Glossary of Terms
-
DAG (Directed Acyclic Graph)
A collection of tasks with defined dependencies between them. It is a Directed graph because the direction of dependencies matters, and Acyclic because the graph cannot contain cycles, meaning a task cannot depend on itself directly or indirectly.
-
Task
A unit of work within a DAG. Tasks are typically Python functions or operators that perform specific actions. For example, running a SQL query, sending an email, or executing a bash command.
-
Operator
A template for a type of task. Operators define the logic for executing a specific kind of operation. Airflow provides a wide range of built-in operators (e.g.,
BashOperator,PythonOperator,PostgresOperator) and allows for custom operator creation. -
Task Instance
A specific run of a task for a particular DAG run at a specific point in time. Each task instance has a state (e.g.,
running,success,failed,skipped). -
DAG Run
A specific execution of a DAG. A DAG run represents an instance of the entire workflow for a given logical date or interval. It is composed of multiple task instances.
-
Logical Date / Execution Date
The timestamp that represents the interval of data the DAG run is processing. For example, a DAG scheduled to run daily might have a logical date for yesterday, meaning it's processing data for that day.
-
Schedule Interval
The frequency at which a DAG is supposed to run. This can be defined using cron expressions, timedelta objects, or presets like
@daily,@hourly. -
Hook
A generic interface to communicate with external services or databases. Hooks provide a common way to manage connections and execute commands against these systems, often used by operators.
-
Connection
Configuration details (e.g., host, port, username, password) for connecting to external systems. Connections are managed securely within Airflow's UI or programmatically.
-
XCom (Cross-communication)
A mechanism for tasks to exchange small amounts of data. A task can "push" data using XComs, and downstream tasks can "pull" that data. It's ideal for passing small metadata, not large datasets.
-
Task Group
A UI-friendly way to group related tasks within a DAG. Task Groups help organize complex DAGs by visually clustering tasks in the Graph View.
-
Provider Package
A distribution mechanism for Airflow integrations with external services. Provider packages contain operators, hooks, sensors, and other components for specific technologies (e.g.,
apache-airflow-providers-amazon). -
Executor
The component responsible for managing task execution.
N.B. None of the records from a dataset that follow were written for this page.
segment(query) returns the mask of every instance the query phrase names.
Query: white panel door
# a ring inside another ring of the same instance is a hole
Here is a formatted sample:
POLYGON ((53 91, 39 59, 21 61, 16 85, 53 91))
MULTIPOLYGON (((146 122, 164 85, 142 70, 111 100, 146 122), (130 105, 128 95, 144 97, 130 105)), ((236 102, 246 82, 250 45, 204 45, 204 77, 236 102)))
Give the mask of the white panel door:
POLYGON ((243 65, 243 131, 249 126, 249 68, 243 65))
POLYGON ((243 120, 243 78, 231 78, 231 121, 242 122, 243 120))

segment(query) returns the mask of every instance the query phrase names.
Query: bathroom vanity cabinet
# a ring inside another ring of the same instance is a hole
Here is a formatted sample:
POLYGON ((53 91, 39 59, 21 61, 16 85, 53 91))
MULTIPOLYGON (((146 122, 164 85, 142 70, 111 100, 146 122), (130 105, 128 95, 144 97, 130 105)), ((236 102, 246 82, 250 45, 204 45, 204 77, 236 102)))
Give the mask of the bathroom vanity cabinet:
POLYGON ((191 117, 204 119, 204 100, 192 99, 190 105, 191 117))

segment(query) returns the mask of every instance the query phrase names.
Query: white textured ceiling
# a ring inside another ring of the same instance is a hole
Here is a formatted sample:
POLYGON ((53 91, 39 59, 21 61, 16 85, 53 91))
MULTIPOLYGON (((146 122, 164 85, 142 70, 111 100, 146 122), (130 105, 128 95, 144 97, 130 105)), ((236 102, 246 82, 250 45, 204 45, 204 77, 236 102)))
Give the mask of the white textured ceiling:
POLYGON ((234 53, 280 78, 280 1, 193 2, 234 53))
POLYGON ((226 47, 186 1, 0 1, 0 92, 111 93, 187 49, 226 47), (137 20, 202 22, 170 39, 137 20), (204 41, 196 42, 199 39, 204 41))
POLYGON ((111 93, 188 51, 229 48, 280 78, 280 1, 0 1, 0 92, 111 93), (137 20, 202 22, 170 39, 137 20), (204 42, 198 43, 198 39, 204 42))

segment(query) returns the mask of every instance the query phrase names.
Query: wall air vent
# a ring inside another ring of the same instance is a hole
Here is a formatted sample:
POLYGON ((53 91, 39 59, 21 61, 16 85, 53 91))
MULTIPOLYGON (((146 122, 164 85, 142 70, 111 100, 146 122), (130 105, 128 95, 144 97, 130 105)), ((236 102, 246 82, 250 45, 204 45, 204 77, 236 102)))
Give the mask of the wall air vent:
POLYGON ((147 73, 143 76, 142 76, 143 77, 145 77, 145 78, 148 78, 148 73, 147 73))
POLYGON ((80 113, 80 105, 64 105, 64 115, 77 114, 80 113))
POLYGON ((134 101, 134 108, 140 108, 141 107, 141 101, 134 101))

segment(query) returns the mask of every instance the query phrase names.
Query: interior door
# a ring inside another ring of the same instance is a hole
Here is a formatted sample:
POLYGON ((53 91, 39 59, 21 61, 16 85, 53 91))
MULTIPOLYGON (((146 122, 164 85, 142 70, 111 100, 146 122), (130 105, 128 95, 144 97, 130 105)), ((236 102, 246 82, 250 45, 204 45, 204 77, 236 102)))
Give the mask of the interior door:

Airflow supports various executors like
LocalExecutor,CeleryExecutor,KubernetesExecutor, which determine how tasks are run (e.g., on the same machine, distributed across workers). -
Sensor
A special type of operator that waits for a certain condition to be met before succeeding. Examples include waiting for a file to appear, a row to appear in a database, or a specific time to be reached.
-
Pool
A mechanism to limit the concurrency of tasks. Pools allow you to specify the maximum number of tasks that can run concurrently for a given resource or task group.